Recently, however, the NoSQL database has arrived, and in many cases it provides a more natural fit from a modeling standpoint. Especially for document-oriented databases (such as MarkLogic, MongoDB, Couchdb, and so on), their rich JSON and/or XML persistence models effectively eliminate this impedance mismatch. When this becomes a boon to developers and productivity, developers in some cases have begun to believe that they must sacrifice some other, already accustomed features, such as ACID transaction support. The reason for this is that many NoSQL databases do not provide such functionality because of the tradeoff between greater flexibility and the extensibility that traditional relational databases do not.
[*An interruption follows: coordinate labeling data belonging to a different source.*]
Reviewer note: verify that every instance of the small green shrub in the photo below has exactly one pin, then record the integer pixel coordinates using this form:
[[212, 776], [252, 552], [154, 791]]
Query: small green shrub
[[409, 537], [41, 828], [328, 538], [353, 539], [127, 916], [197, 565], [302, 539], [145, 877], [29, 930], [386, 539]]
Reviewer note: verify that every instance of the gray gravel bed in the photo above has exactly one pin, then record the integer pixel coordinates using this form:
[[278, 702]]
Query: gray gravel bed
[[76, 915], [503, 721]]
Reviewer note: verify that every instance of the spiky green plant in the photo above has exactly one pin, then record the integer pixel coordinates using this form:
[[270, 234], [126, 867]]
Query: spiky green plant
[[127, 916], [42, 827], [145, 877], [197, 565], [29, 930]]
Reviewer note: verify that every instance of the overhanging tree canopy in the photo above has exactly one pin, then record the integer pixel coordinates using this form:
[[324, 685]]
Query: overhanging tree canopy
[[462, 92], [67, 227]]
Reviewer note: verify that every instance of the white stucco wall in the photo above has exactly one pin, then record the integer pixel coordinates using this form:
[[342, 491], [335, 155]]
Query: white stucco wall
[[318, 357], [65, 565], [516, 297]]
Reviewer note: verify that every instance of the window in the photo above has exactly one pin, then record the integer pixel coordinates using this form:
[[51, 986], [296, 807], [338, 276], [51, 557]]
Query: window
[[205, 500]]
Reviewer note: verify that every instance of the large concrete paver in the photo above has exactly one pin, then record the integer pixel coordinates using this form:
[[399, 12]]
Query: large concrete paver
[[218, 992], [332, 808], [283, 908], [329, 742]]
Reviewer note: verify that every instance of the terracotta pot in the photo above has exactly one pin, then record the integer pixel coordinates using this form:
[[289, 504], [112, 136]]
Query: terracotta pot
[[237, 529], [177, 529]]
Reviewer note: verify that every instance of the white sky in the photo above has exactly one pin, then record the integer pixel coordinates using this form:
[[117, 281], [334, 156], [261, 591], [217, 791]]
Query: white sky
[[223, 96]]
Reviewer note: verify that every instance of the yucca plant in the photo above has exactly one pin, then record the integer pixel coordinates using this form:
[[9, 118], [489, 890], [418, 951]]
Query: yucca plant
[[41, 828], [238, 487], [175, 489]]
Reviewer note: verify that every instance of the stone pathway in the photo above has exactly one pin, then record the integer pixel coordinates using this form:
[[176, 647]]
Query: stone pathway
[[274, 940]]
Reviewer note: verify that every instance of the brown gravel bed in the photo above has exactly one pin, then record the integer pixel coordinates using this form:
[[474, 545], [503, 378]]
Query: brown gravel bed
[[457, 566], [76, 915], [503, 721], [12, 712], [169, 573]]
For many people, the root cause of this tradeoff is the cap theorem.
Cap theorem
Eric Brewer proposed a hypothetical concept in 2000 and is now called the cap theorem by the technical community. He discusses three system properties in a distributed database environment:
- consistency : all nodes see the same data at the same time;
- availability : Ensure that every system access request receives a successful or failed response;
- Delimited tolerance : the loss or failure of any information in the system does not affect the system's continued operation.
The consensus around the cap theorem is that for the three functions above, a distributed database system can only provide up to 2. As a result, most NoSQL databases refer to it as the basis for processing database updates using the final consistency model (sometimes called base-or basic availability, soft state, eventual consistency).
A common misconception, however, is that due to the cap theorem, it is not possible to create a distributed database with an ACID transaction capability. As a result, many people assume that distributed NoSQL databases and acid transactions are a pair that can never be fused. But this is not the case, in fact Brewer himself clarified some of his statements, particularly with regard to the concept of consistency, as it applies to acid.
It turns out that acid properties are important and their applicability has either been resolved or is being addressed by the updated database technology market. In fact, the authors of Big table white papers and implementations, such as Google's authority for large-scale data storage in distributed Web, are already implementing distributed database transaction capabilities through spanner projects.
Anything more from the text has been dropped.